Not all clams, scallops, oysters, or mussels will carry these harmful toxins, but knowing which are safe and which are not is impossible. For your pup’s sake, it is better not to feed them at all.
We all want to protect our dog’s health, while allowing our pet’s to enjoy some variety in the foods they eat. In our experience, shrimp (properly cooked and in moderation) is typically the only shellfish we feel comfortable sharing with our pets if it is a special occasion.
Our pups are valuable members of our families, so it is essential to know how to best care for them. Knowing what foods are safe for your dog to eat and which might cause allergic reactions can be challenging.

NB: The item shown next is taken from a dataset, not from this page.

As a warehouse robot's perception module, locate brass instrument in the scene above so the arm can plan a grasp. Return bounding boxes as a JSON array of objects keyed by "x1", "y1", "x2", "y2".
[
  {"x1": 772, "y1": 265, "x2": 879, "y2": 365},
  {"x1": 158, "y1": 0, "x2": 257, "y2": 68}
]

You can rest knowing that some shellfish will most likely be ok for your dog. If you properly cook and clean it, shrimp, crab, and lobster can be a nice little snack for your fur baby on special occasion. However, it’s essential to serve it with care and caution. As long as you avoid the four that are potentially toxic and look out for signs of allergic reactions, your furry pal should be just fine.
Don’t forget, before feeding your dog new foods, consult with your veterinarian. If your dog appears to have a reaction to anything that they eat, call your veterinarian immediately, or, if it is an emergency, call or take them to your local pet emergency facility.